THE OPEL TOUCH

Tal y como me veis ahora, voy andando por la calle Eugène-Gonon.

Casi .

¿Cómo? ¿En serio no conocéis la calle Eugène-Gonon? A ver, un momento, ¿me estáis tomando el pelo?

Es una calle bordeada de casitas de piedra con jardincitos de césped y marquesinas de hierro forjado. La famosa calle Eugène-Gonon de Melun.

¡Sí, hombre! Melun… Con su cárcel, su queso Brie que debería ser más conocido, y sus accidentes ferroviarios.

Melun.

Zona seis del abono de transporte.

Tomo por la calle Eugène-Gonon varias veces al día.

Cuatro en total.

Voy a la facultad, vuelvo de la facultad, como, voy a la facultad, vuelvo de la facultad.

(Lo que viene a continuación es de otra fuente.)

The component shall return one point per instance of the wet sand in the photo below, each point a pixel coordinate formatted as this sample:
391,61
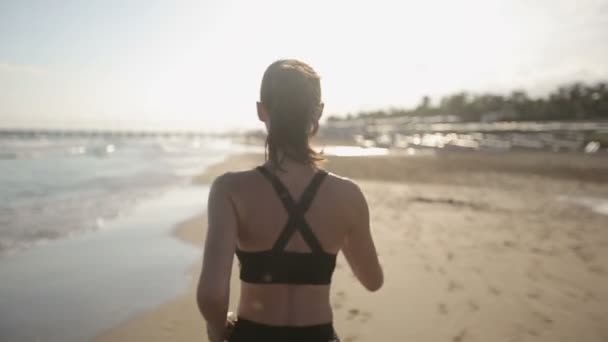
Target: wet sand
474,247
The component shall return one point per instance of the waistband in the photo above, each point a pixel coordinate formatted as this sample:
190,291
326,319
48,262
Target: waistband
246,330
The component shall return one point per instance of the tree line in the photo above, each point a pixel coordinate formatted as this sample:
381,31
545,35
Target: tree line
576,101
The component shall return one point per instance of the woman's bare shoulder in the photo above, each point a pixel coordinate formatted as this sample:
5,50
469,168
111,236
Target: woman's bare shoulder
345,186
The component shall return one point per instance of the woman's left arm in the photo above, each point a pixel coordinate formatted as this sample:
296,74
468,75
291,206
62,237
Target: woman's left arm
214,283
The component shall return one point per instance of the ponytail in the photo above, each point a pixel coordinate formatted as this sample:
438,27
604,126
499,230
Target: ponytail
291,95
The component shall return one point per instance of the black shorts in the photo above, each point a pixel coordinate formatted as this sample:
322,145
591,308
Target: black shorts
249,331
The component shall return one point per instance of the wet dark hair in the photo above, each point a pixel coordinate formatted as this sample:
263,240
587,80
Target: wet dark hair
291,95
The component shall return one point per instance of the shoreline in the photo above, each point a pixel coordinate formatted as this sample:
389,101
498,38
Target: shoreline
481,263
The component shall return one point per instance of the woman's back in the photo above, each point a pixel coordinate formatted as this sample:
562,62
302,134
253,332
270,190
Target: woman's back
285,221
261,219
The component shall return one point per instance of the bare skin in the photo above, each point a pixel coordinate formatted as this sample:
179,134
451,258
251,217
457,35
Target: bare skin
245,211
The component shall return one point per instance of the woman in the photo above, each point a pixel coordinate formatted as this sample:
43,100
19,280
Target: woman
285,220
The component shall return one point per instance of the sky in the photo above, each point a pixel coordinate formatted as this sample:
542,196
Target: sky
186,64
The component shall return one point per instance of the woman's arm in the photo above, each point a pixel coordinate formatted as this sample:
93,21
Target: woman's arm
214,283
359,249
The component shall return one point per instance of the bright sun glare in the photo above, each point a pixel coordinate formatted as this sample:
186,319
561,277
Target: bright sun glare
193,64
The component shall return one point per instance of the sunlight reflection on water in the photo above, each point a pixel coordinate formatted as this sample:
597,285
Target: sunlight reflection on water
350,151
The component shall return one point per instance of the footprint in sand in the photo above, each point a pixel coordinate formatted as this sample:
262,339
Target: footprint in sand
442,308
534,294
454,286
493,290
450,256
472,305
461,336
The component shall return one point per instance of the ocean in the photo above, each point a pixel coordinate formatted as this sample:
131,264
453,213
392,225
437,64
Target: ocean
57,187
85,228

Al final del día estoy molida.

Claro, no lo parece, pero uno tendría que darse cuenta sin ayuda. Tomar por la calle Eugène-Gonon cuatro veces al día para ir a la facultad de derecho para examinarse durante diez años, para ejercer una profesión que a una no le apetece nada… Años y años de Código Civil, de Derecho Penal, de fotocopias, de artículos, de párrafos y de enciclopedia Dalloz para dar y tomar. Y todo esto, agarraos bien, para una profesión que ya me aburre.

Las cosas como son. Reconoced que tengo razones para estar molida al final del día.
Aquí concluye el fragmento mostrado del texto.